Exemplarisch die NS-Zeit erforscht: Michael Batz über sein Buch „Das Haus des Paul Levy“

Marcus Brandt/dpa

Michael Batz

70, Autor und Performancekünstler, verfasst seit 1998 für die Hamburgische Bürgerschaft Dokumentarstücke zum Holocaust-Gedenktag – 2016 ging es darin um Paul Levy.

Interview Petra Schellen

taz: Herr Batz, wie kam es zu Ihrem Interesse am „Haus des Paul Levy“ in der Hamburger Rothenbaum­chaussee 26?

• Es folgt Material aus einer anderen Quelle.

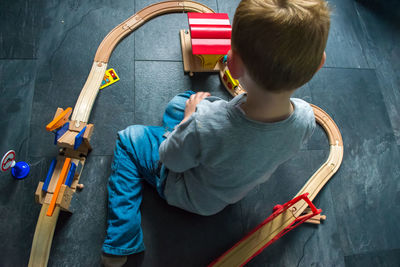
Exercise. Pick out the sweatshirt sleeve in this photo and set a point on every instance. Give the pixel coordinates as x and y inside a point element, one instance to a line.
<point>180,151</point>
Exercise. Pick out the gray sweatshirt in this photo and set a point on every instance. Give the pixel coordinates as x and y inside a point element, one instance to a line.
<point>218,155</point>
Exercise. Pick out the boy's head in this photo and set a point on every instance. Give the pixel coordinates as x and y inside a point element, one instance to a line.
<point>280,42</point>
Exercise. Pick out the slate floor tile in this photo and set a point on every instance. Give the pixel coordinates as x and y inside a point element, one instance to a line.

Michael Batz: Auslöser war die auf dem Dachboden gefundene Klarinette, von der mir ein Bekannter berichtete. Man hatte sie beim Renovieren gefunden, und ich habe mich gefragt: Warum versteckt man ein so wertvolles Instrument? Was ist das überhaupt für ein Haus, welche Geschichte hat es? So hat meine Recherche begonnen, aus der eine Musikperformance und ein Buch entstanden.

Wer war Paul Levy?

Ein jüdischer Privatbankier, der Ende des 19. Jahrhunderts nach Hamburg kam. Er hatte durch den Ersten Weltkrieg Kapital verloren und überlegte, wie er eine repräsentative Stadtwohnung finden und finanzieren könnte. Er tat sich mit einigen anderen zusammen und beauftrage die jüdischen Architekten Gerson, ein Haus mit modernen Wohnungen zu bauen. Sie taten es – aber nicht im weiß getünchten dekorativen Stil der Nachbarhäuser, sondern in neusachlichem, schnörkellosem Backstein. Das gab Riesenproteste. Auch die Finanzierung war neu: 1921 war es das erste baugenossenschaftliche Haus in Hamburg.

Und in der NS-Zeit?

Das Haus wurde „arisiert“. Die mehrheitlich jüdischen BewohnerInnen waren gezwungen zu emigrieren. Das taten sie nach und nach.

Haben alle überlebt?

Nein. Auguste Friedburg und Berthold Löwy sind in Theresienstadt umgekommen. Die meisten haben aber überlebt, weil sie die Mittel hatten, Hamburg rechtzeitig zu verlassen.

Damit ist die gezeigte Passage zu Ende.